Antibiotic Research UK’s Peter Gibson also works with the Asian Business Leaders initiative and NHS Oldham and founded the Young, Gifted and Black arts movement.
He wonders whether antibiotic resistant infections blight British BAME communities in a similarly disproportionate way. Peter also questions what we can do to better engage all people in the fight against drug-averse infections.
“Medics in Greater Manchester have just launched a scheme to better assess NHS staff from BAME communities, before putting them onto frontline tasks associated with the coronavirus.
The initiative is called the SAAD scorecard and is named after Dr Saad Al-Dubbaisi (pictured), an esteemed and much-loved family GP, who lost his life to COVID-19 (1).
Why the bias towards South Asian communities?
Debate rages as to why the virus has been so virulent within the South Asian community in particular. Could it be a genetic factor? Or are cultural norms of larger families living together under one roof, contributing? Does a well-meaning propensity to healing the sick result in this community gravitating towards front-line health work? Are our important health and hygiene messages not getting through (the superb adherence to lockdown during the holy month of Ramadan suggests not)? Or does social deprivation – and a greater tendency to live in less affluent areas – play a part?
The impact of health inequalities
Viruses tend to hit the poorest, hardest. Ergo other conditions; and Antibiotic Research UK was recently contacted by a charity combatting TB, who have evidence that this returning condition is afflicting those from disadvantaged neighbourhoods, most.

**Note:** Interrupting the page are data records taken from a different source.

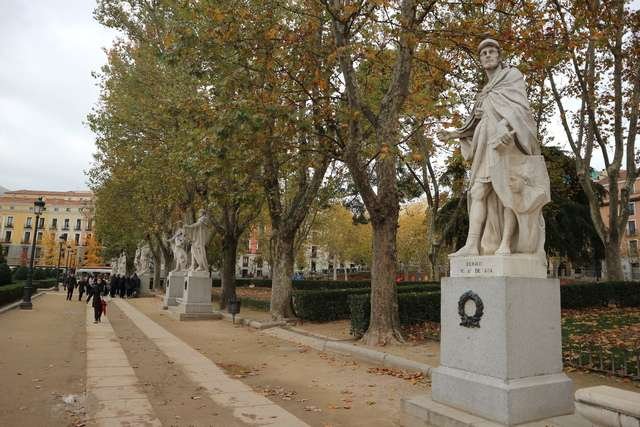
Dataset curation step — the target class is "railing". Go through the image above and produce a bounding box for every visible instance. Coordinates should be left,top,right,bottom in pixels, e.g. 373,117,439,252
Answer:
562,344,640,380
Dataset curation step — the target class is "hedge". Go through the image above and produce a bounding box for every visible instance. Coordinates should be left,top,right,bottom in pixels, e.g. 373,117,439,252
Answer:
293,283,440,322
0,263,12,286
212,278,438,291
211,294,271,312
560,282,640,309
349,291,440,336
0,280,55,306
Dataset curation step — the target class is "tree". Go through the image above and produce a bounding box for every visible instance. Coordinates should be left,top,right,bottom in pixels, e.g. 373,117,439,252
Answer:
545,0,640,280
81,234,104,267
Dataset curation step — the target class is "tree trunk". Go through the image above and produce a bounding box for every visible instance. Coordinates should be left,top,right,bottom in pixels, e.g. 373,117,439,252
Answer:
604,241,624,280
362,216,404,345
271,235,295,320
220,235,238,310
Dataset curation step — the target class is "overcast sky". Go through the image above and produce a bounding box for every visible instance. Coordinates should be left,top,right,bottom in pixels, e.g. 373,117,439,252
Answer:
0,0,114,190
0,0,640,190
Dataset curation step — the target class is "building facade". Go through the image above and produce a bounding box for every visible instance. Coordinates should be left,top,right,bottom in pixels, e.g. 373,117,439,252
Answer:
0,190,94,267
598,171,640,280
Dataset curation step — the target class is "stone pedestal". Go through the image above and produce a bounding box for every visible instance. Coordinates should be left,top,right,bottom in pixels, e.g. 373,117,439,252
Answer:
172,271,222,320
432,255,574,425
162,271,186,310
138,273,153,296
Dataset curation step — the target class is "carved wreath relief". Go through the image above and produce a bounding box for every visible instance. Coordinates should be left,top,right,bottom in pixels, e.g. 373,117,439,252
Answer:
458,291,484,328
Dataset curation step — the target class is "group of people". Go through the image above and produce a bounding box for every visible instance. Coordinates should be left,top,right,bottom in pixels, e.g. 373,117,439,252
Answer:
62,273,140,323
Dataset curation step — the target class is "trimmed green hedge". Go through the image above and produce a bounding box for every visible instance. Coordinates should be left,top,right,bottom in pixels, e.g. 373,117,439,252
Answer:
0,263,12,286
293,283,440,322
0,283,24,306
560,282,640,309
211,294,271,312
212,278,438,291
349,291,440,337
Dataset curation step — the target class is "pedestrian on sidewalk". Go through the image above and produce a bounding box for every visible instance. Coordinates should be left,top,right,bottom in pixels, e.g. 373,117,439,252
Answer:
67,275,76,301
78,274,87,301
91,292,102,323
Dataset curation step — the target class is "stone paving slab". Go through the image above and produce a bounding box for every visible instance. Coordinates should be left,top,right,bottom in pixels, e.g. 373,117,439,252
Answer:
113,300,307,427
87,307,162,427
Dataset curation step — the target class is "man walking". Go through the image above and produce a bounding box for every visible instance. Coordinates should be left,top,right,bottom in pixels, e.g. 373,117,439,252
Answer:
66,274,76,301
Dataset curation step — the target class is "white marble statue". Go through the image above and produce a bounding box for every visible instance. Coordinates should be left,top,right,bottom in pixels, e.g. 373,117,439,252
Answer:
183,209,211,271
438,39,551,257
134,241,151,276
167,227,189,271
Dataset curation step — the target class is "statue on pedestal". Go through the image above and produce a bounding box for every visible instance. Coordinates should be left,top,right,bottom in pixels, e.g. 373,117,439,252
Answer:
167,223,189,271
183,209,211,271
438,39,551,258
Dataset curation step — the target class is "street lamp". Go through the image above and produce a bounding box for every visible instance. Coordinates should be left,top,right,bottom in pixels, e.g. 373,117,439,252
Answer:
56,236,66,290
20,197,45,310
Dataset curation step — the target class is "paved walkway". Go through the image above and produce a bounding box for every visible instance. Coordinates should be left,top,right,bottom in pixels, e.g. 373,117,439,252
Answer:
110,299,307,427
87,305,161,426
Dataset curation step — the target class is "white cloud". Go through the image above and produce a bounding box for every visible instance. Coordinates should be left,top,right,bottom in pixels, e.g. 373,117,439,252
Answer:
0,0,115,190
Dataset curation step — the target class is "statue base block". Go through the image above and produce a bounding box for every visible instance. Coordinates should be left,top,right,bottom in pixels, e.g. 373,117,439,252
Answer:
138,273,152,297
449,254,547,279
162,271,186,310
171,271,222,320
432,276,574,425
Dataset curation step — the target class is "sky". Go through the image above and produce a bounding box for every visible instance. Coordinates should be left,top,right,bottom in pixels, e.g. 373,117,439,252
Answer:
0,0,115,191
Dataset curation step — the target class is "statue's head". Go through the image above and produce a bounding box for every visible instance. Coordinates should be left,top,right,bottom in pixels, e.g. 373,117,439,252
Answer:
478,39,501,70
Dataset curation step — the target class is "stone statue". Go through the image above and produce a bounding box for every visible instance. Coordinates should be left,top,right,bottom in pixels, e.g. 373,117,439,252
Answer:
167,227,189,271
134,241,151,276
438,39,551,257
183,209,211,271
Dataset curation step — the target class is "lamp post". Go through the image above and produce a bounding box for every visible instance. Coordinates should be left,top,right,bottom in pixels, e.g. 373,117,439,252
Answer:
56,236,65,290
20,197,45,310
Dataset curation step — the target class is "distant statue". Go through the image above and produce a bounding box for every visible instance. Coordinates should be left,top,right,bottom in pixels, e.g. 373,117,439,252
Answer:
183,209,211,271
134,241,151,275
438,39,551,258
167,227,189,271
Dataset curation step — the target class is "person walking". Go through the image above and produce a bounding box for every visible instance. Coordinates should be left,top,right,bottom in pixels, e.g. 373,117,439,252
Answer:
91,290,102,323
78,274,87,301
66,275,76,301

Antibiotic-resistance affects bacteria in the body of those with low immune systems and who are undergoing treatment for other conditions. Is it more rampant in BAME communities, too? And why aren’t people from these backgrounds engaging more in the battle to tackle drug resistance?
How to connect with communities
Anecdotally, I am told by health carers in Derby, Oldham and Rochdale that the ability to buy unprescribed antibiotics over the counter in certain countries, means that folks go to see family and return to Britain with “bucket-fulls” of antibiotics. I don’t condone but totally understand this. In the past, life-saving drugs were an expensive and too rare commodity. Having the ability to purchase them now must be enticing. Plus, the cultural commitment to caring for family has to be a factor.

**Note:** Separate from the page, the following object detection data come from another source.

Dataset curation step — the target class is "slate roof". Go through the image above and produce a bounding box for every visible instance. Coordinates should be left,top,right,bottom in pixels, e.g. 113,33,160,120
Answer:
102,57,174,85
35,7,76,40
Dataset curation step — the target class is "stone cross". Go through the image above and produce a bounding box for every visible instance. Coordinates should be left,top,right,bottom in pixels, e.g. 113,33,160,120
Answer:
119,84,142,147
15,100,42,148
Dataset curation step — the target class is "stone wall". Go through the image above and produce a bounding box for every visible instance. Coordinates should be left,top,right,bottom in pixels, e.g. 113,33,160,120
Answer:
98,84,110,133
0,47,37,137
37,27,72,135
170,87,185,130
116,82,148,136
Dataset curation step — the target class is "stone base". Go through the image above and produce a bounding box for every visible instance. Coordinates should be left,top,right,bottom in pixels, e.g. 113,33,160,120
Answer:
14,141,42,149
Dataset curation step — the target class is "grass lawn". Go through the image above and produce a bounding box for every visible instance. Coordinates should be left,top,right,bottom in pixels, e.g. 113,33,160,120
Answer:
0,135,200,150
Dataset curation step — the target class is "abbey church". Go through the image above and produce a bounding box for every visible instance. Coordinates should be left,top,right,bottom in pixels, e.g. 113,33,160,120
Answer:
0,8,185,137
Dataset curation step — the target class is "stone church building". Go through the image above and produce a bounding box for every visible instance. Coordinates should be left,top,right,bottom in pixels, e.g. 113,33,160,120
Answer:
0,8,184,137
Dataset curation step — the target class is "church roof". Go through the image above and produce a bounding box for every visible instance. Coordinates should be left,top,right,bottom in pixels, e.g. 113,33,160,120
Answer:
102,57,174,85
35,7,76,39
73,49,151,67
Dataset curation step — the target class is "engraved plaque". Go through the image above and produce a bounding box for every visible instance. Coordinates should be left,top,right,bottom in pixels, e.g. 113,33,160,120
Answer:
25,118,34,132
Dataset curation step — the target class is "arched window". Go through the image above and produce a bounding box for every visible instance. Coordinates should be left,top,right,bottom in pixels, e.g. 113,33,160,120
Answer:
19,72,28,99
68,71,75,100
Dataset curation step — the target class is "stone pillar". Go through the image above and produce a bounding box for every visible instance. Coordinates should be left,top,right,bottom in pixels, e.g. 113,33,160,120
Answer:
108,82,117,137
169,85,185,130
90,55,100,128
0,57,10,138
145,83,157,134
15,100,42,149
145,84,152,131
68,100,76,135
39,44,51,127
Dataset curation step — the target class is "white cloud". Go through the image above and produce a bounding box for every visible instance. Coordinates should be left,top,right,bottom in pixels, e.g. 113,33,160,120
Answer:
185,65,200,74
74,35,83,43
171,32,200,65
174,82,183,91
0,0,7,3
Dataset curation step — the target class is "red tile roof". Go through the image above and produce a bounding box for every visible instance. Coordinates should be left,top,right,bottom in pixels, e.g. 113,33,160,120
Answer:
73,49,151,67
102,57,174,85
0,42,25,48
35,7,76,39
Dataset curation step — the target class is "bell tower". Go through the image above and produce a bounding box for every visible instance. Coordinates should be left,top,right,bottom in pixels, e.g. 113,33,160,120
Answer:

Reaching South Asian communities with mature, culturally sensitive messages isn’t easy. For one, it is not just one community. I helped the NHS in Oldham and was pleased to learn so much about cultures where parents speak one language but struggled to write English, while their children were the opposite way round! Then there were religious and cultural concerns, too – which included women wanting to take charge of their own health but being hampered by other members of their family opening up letters and cancelling appointments for fear of embarrassment.
From women’s groups to dementia awareness sessions the really encouraging thing was the warm welcome and the desire to care not just about themselves but the wider community, regardless of background.

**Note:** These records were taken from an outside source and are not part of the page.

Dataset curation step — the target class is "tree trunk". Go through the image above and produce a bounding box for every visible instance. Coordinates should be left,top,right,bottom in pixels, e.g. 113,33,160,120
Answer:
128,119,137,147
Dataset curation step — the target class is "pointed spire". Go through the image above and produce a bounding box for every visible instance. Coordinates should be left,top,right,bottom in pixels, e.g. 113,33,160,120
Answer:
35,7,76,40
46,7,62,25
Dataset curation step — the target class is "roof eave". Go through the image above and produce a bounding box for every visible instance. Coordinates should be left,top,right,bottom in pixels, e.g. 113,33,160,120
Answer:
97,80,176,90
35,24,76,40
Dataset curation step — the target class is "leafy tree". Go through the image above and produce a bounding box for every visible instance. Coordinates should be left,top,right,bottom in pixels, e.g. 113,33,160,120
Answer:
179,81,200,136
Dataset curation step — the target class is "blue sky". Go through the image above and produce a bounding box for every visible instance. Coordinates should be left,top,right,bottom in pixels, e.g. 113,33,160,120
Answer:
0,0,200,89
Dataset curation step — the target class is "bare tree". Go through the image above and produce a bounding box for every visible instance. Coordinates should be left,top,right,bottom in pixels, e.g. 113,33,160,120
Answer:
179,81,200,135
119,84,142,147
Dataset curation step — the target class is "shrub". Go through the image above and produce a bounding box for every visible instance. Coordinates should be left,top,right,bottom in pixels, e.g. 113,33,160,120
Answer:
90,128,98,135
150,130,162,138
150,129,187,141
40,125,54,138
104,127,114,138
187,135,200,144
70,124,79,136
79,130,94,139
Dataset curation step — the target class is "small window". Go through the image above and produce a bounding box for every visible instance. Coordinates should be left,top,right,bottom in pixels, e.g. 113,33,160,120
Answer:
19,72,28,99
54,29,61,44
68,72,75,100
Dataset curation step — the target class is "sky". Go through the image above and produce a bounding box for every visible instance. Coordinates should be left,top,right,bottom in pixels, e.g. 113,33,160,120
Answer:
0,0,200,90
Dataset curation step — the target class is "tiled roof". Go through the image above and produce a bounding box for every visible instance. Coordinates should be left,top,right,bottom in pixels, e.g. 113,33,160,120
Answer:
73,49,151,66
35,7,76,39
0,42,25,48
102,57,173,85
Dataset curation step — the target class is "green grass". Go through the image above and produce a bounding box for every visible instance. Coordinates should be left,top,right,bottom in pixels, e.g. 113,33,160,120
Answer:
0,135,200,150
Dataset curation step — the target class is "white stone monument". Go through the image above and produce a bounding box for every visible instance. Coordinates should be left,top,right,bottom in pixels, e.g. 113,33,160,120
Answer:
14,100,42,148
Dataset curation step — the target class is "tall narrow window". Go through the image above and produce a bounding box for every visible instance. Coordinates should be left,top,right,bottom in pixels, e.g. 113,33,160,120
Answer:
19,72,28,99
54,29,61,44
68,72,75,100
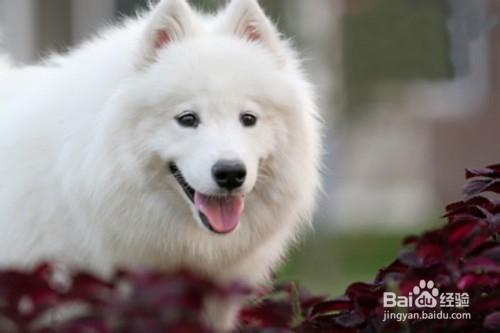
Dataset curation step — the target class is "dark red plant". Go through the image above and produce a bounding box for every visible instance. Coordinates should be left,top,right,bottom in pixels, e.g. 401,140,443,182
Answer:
0,165,500,333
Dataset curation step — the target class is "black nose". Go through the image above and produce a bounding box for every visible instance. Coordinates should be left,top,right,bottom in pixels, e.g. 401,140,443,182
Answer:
212,160,247,191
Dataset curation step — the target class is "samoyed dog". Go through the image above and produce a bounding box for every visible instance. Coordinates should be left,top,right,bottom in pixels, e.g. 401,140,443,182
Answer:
0,0,320,327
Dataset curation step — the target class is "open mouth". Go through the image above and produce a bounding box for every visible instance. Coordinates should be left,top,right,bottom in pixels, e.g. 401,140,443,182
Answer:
169,163,245,234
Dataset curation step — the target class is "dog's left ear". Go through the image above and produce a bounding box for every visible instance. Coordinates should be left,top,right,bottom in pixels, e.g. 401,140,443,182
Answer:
137,0,194,68
222,0,285,62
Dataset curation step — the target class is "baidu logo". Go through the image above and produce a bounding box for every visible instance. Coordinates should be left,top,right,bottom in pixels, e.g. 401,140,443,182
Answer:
383,280,469,308
383,280,471,322
413,280,439,308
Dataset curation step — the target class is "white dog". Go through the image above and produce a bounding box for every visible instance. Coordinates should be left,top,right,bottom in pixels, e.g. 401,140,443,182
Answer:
0,0,320,327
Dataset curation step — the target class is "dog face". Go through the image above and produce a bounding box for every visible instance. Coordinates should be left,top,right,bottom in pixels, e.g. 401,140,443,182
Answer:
115,0,292,234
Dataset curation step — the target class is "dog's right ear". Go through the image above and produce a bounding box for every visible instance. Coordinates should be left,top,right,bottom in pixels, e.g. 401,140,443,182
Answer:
137,0,194,69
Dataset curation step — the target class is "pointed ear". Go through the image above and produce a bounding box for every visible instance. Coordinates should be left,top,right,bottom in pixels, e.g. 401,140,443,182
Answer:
223,0,284,60
138,0,194,68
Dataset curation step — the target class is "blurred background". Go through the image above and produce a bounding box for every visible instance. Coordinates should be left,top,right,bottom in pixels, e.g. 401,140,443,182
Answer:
0,0,500,294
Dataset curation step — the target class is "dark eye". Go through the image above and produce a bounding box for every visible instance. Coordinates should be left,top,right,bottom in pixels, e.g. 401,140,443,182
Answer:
240,112,257,127
175,112,200,128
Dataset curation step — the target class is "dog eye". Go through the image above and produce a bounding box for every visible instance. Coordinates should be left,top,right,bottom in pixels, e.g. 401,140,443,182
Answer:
240,112,257,127
175,112,200,128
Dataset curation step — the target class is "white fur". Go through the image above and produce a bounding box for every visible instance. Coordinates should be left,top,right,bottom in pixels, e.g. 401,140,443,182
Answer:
0,0,320,326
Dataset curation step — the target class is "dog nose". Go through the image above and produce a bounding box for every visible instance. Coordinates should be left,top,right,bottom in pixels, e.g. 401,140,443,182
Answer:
212,160,247,191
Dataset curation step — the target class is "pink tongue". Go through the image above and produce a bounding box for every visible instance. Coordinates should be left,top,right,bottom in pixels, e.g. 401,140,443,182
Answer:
194,192,245,234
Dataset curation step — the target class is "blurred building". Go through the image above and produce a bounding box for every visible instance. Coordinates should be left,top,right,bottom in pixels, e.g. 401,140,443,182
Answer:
330,0,500,228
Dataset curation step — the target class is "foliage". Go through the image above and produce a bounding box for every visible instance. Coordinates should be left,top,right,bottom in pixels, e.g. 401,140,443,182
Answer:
0,165,500,333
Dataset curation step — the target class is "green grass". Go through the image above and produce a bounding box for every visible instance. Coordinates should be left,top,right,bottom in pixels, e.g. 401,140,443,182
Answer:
278,224,436,296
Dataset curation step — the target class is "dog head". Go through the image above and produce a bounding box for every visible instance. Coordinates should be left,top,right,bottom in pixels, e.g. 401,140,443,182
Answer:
109,0,315,234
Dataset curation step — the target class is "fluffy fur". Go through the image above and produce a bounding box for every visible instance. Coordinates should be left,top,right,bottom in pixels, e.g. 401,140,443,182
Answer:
0,0,320,325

We need to engage with that enthusiasm and play our part in advocating and supporting folks from BAME communities.
Patient Support a good port of call
I certainly know that anyone who contacts our Patient Support team, perhaps nervous about an infection, would receive the warmest, most professional and understanding reception; and I urge you to make the most of this marvellous service.
The service offers one-to-one support via telephone and email as well as providing web pages on urinary tract infections. There are also a plethora of case studies to read, so take a look.
Many of the staff who have lovingly cared for us during this virus, come from BAME backgrounds. Some have paid the ultimate sacrifice in losing their life.
We need to establish data on why COVID-19 affected BAME communities the most. We must examine whether antibiotic resistance is more rife in their community and do all we can to engage our warm-hearted, compassionate and educated BAME community in the fight to save modern medicine.”